Le PLR Vaud n’a enregistré aucune nouvelle candidature interne en vue des élections au Conseil d’État prévues en février prochain. Lors de la conférence de rentrée à Lutry, le parti a confirmé qu’il présentera, lors de son congrès du 10 septembre, les candidatures communes des trois ministres sortants et celle de Jean‑François Thuillard (UDC), déjà choisi.
Trois ministres sortants reconduits
À ce stade, le PLR Vaud mise sur la continuité: ce sont les trois conseillers d’État PLR en place — Christelle Luisier (finances), Frédéric Borloz (écoles) et Isabelle Moret (économie) — qui solliciteront la confiance du congrès du parti. Ces candidatures communes avaient déjà été annoncées le 2 juillet par les intéressés eux‑mêmes.
Le vice‑président du PLR Vaud, Luc‑Olivier Stramke, a précisé que «aucune autre candidature n’avait été déposée avant le délai imparti de lundi soir», actant ainsi la reconduction collégiale des titulaires actuels.
Des négociations d’alliance en cours — mais une ligne rouge
Le PLR indique avoir engagé des discussions avec l’UDC Vaud en vue de bâtir une alliance pour l’élection au Conseil d’État. Les entretiens avec d’autres forces de centre‑droit doivent se poursuivre dans les semaines à venir. Les Verts‑libéraux figurent parmi les partenaires consultés: ils ont déjà désigné comme unique candidate la Lausannoise Virginie Cavalli.
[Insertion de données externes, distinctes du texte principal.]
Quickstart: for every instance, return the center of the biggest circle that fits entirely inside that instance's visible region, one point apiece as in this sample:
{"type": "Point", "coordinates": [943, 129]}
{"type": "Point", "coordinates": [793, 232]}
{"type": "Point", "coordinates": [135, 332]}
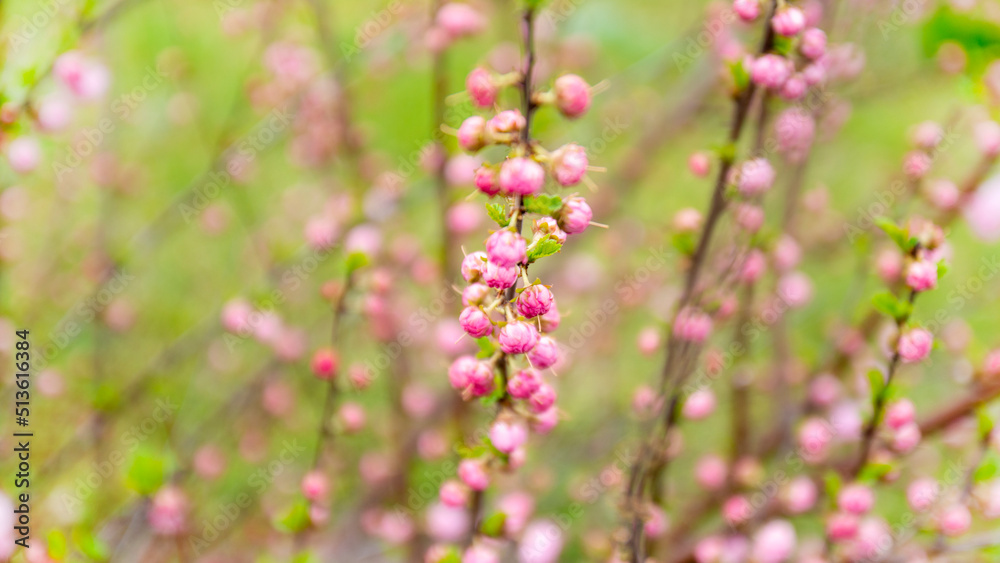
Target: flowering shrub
{"type": "Point", "coordinates": [326, 282]}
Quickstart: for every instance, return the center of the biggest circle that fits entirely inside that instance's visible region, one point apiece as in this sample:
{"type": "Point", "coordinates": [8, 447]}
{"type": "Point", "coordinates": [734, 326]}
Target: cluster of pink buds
{"type": "Point", "coordinates": [514, 321]}
{"type": "Point", "coordinates": [805, 65]}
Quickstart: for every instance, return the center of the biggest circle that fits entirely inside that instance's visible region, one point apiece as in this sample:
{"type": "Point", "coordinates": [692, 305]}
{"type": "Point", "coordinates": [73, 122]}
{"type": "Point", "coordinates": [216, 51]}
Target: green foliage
{"type": "Point", "coordinates": [544, 247]}
{"type": "Point", "coordinates": [294, 519]}
{"type": "Point", "coordinates": [891, 306]}
{"type": "Point", "coordinates": [56, 542]}
{"type": "Point", "coordinates": [898, 234]}
{"type": "Point", "coordinates": [498, 212]}
{"type": "Point", "coordinates": [492, 526]}
{"type": "Point", "coordinates": [90, 545]}
{"type": "Point", "coordinates": [543, 204]}
{"type": "Point", "coordinates": [979, 38]}
{"type": "Point", "coordinates": [145, 473]}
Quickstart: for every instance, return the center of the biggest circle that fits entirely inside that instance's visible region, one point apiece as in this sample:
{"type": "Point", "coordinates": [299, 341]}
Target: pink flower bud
{"type": "Point", "coordinates": [534, 300]}
{"type": "Point", "coordinates": [506, 248]}
{"type": "Point", "coordinates": [475, 294]}
{"type": "Point", "coordinates": [789, 21]}
{"type": "Point", "coordinates": [473, 473]}
{"type": "Point", "coordinates": [800, 495]}
{"type": "Point", "coordinates": [475, 322]}
{"type": "Point", "coordinates": [921, 275]}
{"type": "Point", "coordinates": [550, 320]}
{"type": "Point", "coordinates": [459, 20]}
{"type": "Point", "coordinates": [508, 436]}
{"type": "Point", "coordinates": [922, 493]}
{"type": "Point", "coordinates": [774, 542]}
{"type": "Point", "coordinates": [686, 220]}
{"type": "Point", "coordinates": [814, 437]}
{"type": "Point", "coordinates": [736, 510]}
{"type": "Point", "coordinates": [770, 71]}
{"type": "Point", "coordinates": [521, 176]}
{"type": "Point", "coordinates": [906, 438]}
{"type": "Point", "coordinates": [548, 226]}
{"type": "Point", "coordinates": [700, 163]}
{"type": "Point", "coordinates": [755, 177]}
{"type": "Point", "coordinates": [325, 363]}
{"type": "Point", "coordinates": [315, 486]}
{"type": "Point", "coordinates": [699, 404]}
{"type": "Point", "coordinates": [841, 526]}
{"type": "Point", "coordinates": [499, 277]}
{"type": "Point", "coordinates": [575, 215]}
{"type": "Point", "coordinates": [813, 43]}
{"type": "Point", "coordinates": [506, 122]}
{"type": "Point", "coordinates": [955, 520]}
{"type": "Point", "coordinates": [473, 266]}
{"type": "Point", "coordinates": [692, 325]}
{"type": "Point", "coordinates": [486, 180]}
{"type": "Point", "coordinates": [916, 164]}
{"type": "Point", "coordinates": [472, 133]}
{"type": "Point", "coordinates": [481, 88]}
{"type": "Point", "coordinates": [523, 384]}
{"type": "Point", "coordinates": [569, 164]}
{"type": "Point", "coordinates": [794, 130]}
{"type": "Point", "coordinates": [710, 472]}
{"type": "Point", "coordinates": [915, 345]}
{"type": "Point", "coordinates": [518, 337]}
{"type": "Point", "coordinates": [545, 354]}
{"type": "Point", "coordinates": [168, 511]}
{"type": "Point", "coordinates": [453, 493]}
{"type": "Point", "coordinates": [856, 499]}
{"type": "Point", "coordinates": [750, 217]}
{"type": "Point", "coordinates": [899, 414]}
{"type": "Point", "coordinates": [572, 95]}
{"type": "Point", "coordinates": [543, 398]}
{"type": "Point", "coordinates": [447, 523]}
{"type": "Point", "coordinates": [24, 154]}
{"type": "Point", "coordinates": [747, 10]}
{"type": "Point", "coordinates": [987, 135]}
{"type": "Point", "coordinates": [85, 78]}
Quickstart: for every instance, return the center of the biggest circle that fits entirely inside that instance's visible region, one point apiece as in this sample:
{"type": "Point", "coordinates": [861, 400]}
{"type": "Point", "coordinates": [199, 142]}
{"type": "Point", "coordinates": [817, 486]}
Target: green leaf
{"type": "Point", "coordinates": [544, 247]}
{"type": "Point", "coordinates": [493, 525]}
{"type": "Point", "coordinates": [542, 204]}
{"type": "Point", "coordinates": [486, 348]}
{"type": "Point", "coordinates": [684, 243]}
{"type": "Point", "coordinates": [896, 233]}
{"type": "Point", "coordinates": [741, 79]}
{"type": "Point", "coordinates": [874, 471]}
{"type": "Point", "coordinates": [875, 381]}
{"type": "Point", "coordinates": [942, 269]}
{"type": "Point", "coordinates": [832, 484]}
{"type": "Point", "coordinates": [498, 212]}
{"type": "Point", "coordinates": [91, 545]}
{"type": "Point", "coordinates": [986, 470]}
{"type": "Point", "coordinates": [356, 261]}
{"type": "Point", "coordinates": [57, 545]}
{"type": "Point", "coordinates": [890, 305]}
{"type": "Point", "coordinates": [295, 519]}
{"type": "Point", "coordinates": [145, 474]}
{"type": "Point", "coordinates": [985, 423]}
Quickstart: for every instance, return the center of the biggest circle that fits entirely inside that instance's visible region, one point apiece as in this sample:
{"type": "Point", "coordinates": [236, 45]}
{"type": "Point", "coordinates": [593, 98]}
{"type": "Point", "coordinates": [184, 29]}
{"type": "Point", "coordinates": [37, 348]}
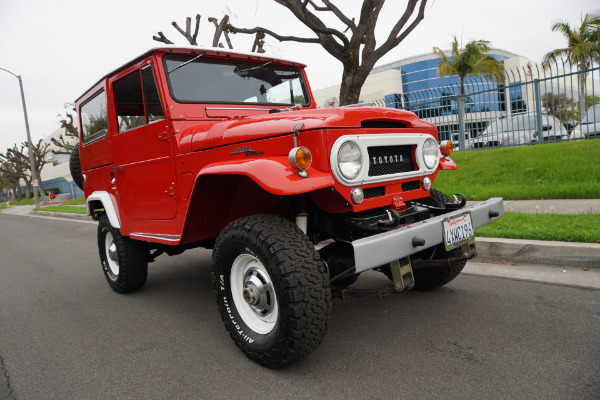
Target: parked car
{"type": "Point", "coordinates": [589, 127]}
{"type": "Point", "coordinates": [189, 147]}
{"type": "Point", "coordinates": [518, 130]}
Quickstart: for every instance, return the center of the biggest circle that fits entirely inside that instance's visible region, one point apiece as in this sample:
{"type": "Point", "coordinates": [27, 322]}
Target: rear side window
{"type": "Point", "coordinates": [129, 102]}
{"type": "Point", "coordinates": [137, 100]}
{"type": "Point", "coordinates": [94, 119]}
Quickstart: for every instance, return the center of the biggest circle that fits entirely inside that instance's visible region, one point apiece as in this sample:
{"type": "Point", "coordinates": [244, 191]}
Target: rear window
{"type": "Point", "coordinates": [94, 118]}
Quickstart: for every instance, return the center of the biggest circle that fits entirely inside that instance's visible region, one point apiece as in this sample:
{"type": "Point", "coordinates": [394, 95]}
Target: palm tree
{"type": "Point", "coordinates": [471, 60]}
{"type": "Point", "coordinates": [583, 46]}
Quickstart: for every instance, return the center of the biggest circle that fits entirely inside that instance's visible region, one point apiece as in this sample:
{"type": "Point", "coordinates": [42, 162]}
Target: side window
{"type": "Point", "coordinates": [129, 102]}
{"type": "Point", "coordinates": [153, 107]}
{"type": "Point", "coordinates": [94, 119]}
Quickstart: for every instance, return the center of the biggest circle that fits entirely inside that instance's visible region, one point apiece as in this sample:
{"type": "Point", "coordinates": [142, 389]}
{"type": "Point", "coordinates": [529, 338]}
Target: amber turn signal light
{"type": "Point", "coordinates": [446, 147]}
{"type": "Point", "coordinates": [300, 158]}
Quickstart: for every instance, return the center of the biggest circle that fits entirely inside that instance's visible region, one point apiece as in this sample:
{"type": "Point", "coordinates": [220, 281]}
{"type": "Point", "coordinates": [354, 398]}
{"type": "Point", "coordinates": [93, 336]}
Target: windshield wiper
{"type": "Point", "coordinates": [238, 71]}
{"type": "Point", "coordinates": [187, 62]}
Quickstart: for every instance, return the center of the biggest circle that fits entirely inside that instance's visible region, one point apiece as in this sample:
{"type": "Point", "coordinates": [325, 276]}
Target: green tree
{"type": "Point", "coordinates": [470, 60]}
{"type": "Point", "coordinates": [583, 46]}
{"type": "Point", "coordinates": [560, 106]}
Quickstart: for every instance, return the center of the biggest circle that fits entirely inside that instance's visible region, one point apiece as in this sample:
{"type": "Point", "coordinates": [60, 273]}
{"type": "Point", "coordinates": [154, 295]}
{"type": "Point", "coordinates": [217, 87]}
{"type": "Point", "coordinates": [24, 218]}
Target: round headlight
{"type": "Point", "coordinates": [357, 195]}
{"type": "Point", "coordinates": [426, 183]}
{"type": "Point", "coordinates": [349, 160]}
{"type": "Point", "coordinates": [430, 153]}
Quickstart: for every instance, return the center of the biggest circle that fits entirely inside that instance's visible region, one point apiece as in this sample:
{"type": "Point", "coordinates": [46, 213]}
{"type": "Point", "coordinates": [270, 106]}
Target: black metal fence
{"type": "Point", "coordinates": [534, 104]}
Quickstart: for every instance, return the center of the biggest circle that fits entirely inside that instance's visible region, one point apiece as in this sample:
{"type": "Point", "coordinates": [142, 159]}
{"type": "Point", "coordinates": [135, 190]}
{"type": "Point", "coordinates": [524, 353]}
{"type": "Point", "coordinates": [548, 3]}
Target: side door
{"type": "Point", "coordinates": [143, 168]}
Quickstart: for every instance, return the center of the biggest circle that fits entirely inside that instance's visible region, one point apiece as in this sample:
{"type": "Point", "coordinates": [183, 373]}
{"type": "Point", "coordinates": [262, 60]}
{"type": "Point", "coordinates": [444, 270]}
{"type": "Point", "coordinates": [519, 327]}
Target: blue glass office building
{"type": "Point", "coordinates": [429, 95]}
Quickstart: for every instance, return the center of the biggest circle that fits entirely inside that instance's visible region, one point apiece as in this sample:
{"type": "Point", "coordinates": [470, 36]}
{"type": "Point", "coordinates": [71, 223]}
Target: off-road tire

Cependant, la direction du PLR a posé une condition nette quant à une éventuelle alliance avec Le Centre: si la ministre Valérie Dittli décide de se représenter, toute alliance avec Le Centre est exclue. La présidente du PLR Vaud, Florence Bettschart‑Narbel, l’a affirmé sans ambiguïté lors de la conférence de presse.
«Si Le Centre présente un ou une autre candidate que Mme Dittli, les discussions pour une alliance avec lui seront rouvertes»
La date limite pour que Le Centre indique l’intention de sa ministre courait jusqu’à mardi, selon les informations communiquées par le PLR.
Message politique pour la dernière année de législature
La conférence de rentrée a aussi servi de tribune pour rappeler les priorités du PLR pour la dernière année de la législature. Le parti veut porter un fil rouge: «cesser d’empiler» les aides sociales et les complexités administratives, formulation utilisée pour signifier une volonté de simplification et de rationalisation des dispositifs publics.
Si le PLR met l’accent sur la cohérence administrative, la stratégie d’alliance qu’il entend construire déterminera en grande partie l’équilibre politique du futur gouvernement cantonal. La reconduction des trois ministres assure une continuité des portefeuilles clés — finances, écoles et économie — mais le rapport de forces dépendra des accords conclus avec l’UDC, les Verts‑libéraux et éventuellement d’autres partis de centre‑droit.
- 10 septembre : congrès du PLR Vaud pour entériner les candidatures.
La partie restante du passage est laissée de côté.